Sekar is the EVP of Engineering. His prior stints include various product Engineering roles in Successfactors/SAP, Yahoo, and Informatica with 30 years of experience in both enterprise and consumer internet products.

Sekar

Welcome, Liz. We’re thrilled to have you.

Liz

Thank you, Sekar. I appreciate this.

Sekar

Thank you.

So the first question I had for you, Liz, was to tell us a little bit about your work with Weber. What does Weber Business Services really do?

Liz

Well, basically, what we do is we're a small company. We specialize in working with organizations in three different areas. So one of the things that we do is facilitate strategic planning sessions and workshops.

So we will work with boards of directors, company owners, leadership teams, executive teams to help them identify and map out - where do they need to take their company or their organization over the next 3, 5, 10 or more years to stay viable, successful, relevant, and take it to the next level?

As part of those conversations and Sekar, invariably, as the leadership team starts to define how their organization needs to be different in the future, the conversation obviously, then shifts to, given how we need to be different, how does that affect the type of talent where we're gonna need at that point in time in the future?

So we start having conversations around a succession of workforce planning to identify how they're talented skill set needs are going to shift going forward.

And so then the third thing that we do is, we also provide long term leadership development and executive coaching to help the leaders within the organizations in enhancing their skills so that they're able to really develop the talents within the workforces that they leave to really have very viable, fluid and highly talented companies with lots of deep skillsets and talent organization-wide.

Sekar

It's interesting.

Succession Planning is obviously something that's of deep interest for multiple organizations and I would be really interested to know a little bit more about your experience with some of the strategies that you have seen that organizations use for Succession Planning.

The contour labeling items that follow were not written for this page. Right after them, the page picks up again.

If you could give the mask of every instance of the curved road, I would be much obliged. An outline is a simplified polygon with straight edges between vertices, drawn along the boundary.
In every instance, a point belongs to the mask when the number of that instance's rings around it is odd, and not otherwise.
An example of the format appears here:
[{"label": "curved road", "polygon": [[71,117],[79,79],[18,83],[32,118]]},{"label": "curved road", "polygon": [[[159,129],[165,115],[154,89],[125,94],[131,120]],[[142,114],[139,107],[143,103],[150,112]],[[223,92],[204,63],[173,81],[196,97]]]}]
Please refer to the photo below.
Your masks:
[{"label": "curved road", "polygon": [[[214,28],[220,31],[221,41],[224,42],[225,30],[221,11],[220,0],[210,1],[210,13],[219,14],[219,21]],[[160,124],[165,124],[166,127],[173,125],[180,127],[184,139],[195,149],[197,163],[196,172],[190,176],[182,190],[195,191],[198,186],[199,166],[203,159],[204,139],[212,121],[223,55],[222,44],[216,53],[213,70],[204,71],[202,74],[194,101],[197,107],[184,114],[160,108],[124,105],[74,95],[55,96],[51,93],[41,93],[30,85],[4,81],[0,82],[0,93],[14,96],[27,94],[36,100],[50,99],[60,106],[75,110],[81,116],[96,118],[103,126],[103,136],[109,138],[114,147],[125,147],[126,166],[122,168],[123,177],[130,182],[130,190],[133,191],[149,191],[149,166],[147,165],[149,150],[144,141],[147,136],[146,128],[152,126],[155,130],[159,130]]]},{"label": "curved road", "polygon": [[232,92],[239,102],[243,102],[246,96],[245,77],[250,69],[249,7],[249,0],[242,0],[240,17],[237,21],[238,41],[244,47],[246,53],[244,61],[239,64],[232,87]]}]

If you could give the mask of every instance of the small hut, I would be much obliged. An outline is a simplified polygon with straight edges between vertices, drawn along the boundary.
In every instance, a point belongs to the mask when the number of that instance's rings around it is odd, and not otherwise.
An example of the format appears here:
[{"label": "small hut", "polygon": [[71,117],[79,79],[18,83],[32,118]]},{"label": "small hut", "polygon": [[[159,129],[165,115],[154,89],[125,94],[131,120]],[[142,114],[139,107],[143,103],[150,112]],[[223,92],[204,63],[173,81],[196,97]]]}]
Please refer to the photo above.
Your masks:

What do you think is the magic formula that many organizations use to identify the successes or leaders for tomorrow?

Liz

Well, I'll tell you first off...

"The thing that I have seen over the years that does not work is where you identify a handful of select high potentials, and you focus your energies on them."

Because what happens when you have these very few select group that you focus your energies on really becoming the heirs apparent?

A couple of things happen. Number one, and almost immediately you start creating a divide within your workforce where you have a we-they mentality, where you have the chosen few and everybody else is somehow now lesser than what they were before.

Succession Planning also pulls resources to that select few away from the multitude of others that also need additional developments and you end up putting a lot of time and effort in a select few, and quite often you will pit them against themselves. And so they start cannibalizing themselves.

And then you further diminish the pool that you're working with, and you hope that the ones that remain will rise to the top and stay with the organization. So by creating the select few, you, by default, create a process where you minimize the potential of candidates that you have to work with.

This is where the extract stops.